Baselines: We compare our DAFV method with the same baselines as discussed in Sect. 5.1. The only difference is that we train 112-component GMMs for AGMM and EM_RGMM. For the human action recognition task, accuracy is still used for performance evaluation. Our DAFV method employs the same parameters as used for object recognition while optimal parameters of the baseline methods are chosen according to their accuracies on the test dataset.

Experimental Results: We report the experimental results of RLS and GMM based baselines, as well as our DAFV method and its two special cases on 12 settings in Table 3. From the results, we can draw similar conclusions as those for object recognition in Sect. 5.1. In particular, the comparisons among our DAFV method and its two special cases clearly demonstrate the effectiveness of our group lasso based regularizer and the MMD-based regularizer. Moreover, our DAFV method is better than the GMM based baselines on all settings. The results again demonstrate that the recognition performance can be improved by reducing domain distribution mismatch.

Table 4 shows the results of domain adaptation baselines. It can be seen that the average accuracies of the domain adaptation baselines are better than that of RLS reported in Table 3 except DASVM, which indicates the advantage of coping with domain difference by using various methods.
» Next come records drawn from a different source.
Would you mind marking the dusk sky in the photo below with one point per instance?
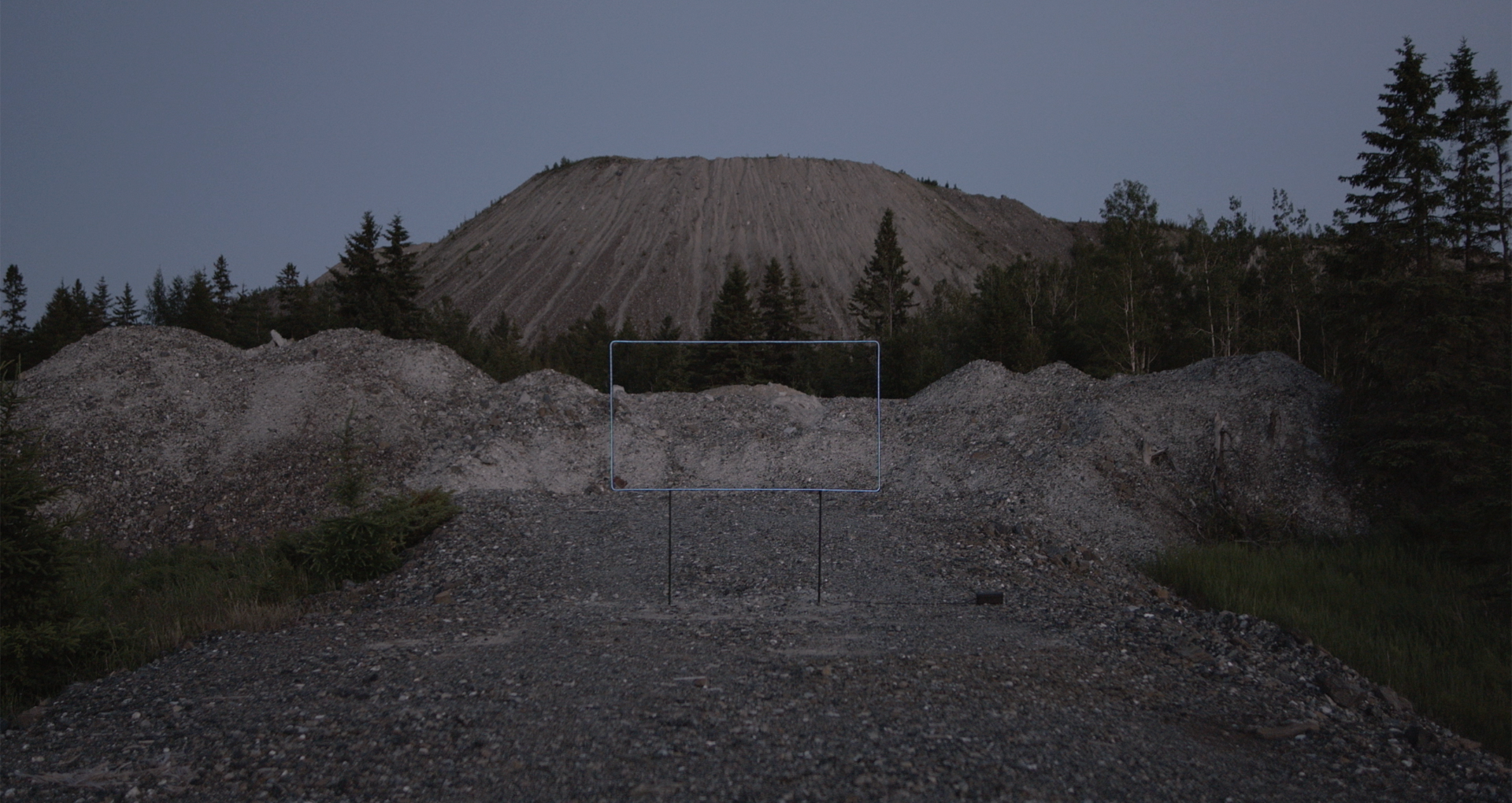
(150, 135)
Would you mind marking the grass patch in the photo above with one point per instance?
(1393, 612)
(128, 612)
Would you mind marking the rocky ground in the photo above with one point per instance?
(528, 650)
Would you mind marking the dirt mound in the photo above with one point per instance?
(652, 238)
(165, 436)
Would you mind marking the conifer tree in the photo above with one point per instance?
(200, 312)
(221, 289)
(98, 315)
(1472, 129)
(882, 298)
(14, 331)
(401, 283)
(158, 310)
(360, 287)
(1399, 212)
(124, 312)
(64, 321)
(732, 320)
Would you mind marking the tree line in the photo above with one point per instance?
(1402, 302)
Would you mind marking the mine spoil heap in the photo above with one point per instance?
(654, 238)
(527, 650)
(162, 435)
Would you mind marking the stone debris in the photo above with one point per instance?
(528, 650)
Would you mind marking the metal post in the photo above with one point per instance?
(669, 548)
(818, 586)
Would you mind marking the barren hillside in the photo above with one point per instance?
(652, 238)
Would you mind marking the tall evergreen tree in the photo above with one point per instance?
(158, 310)
(360, 287)
(64, 321)
(884, 297)
(221, 289)
(1472, 129)
(14, 331)
(200, 312)
(401, 283)
(732, 320)
(1399, 215)
(98, 315)
(124, 312)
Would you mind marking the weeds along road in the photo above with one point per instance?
(528, 652)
While TCA (resp., KMM) is better than our DAFV method on the setting 2->1 (resp., 4->2), our method achieves the best results on 10 out of 12 settings. Moreover, in terms of the average accuracy over 12 settings, our DAFV method is the best, which again demonstrates it is helpful to address the domain shift issue by selecting domain invariant components of Fisher vectors.

6 Conclusion

In this paper, we have proposed a domain adaptation method named Domain Adaptive Fisher Vector (DAFV), which is designed for Fisher vectors. Based on the assumption that some Gaussian models in the GMM can better capture the common data distribution between the source domain and the target domain, our DAFV method is designed to select the domain invariant components of Fisher vectors corresponding to the common Gaussian models and simultaneously solve a regression problem. The effectiveness of our DAFV method for visual recognition has been demonstrated by extensive experiments.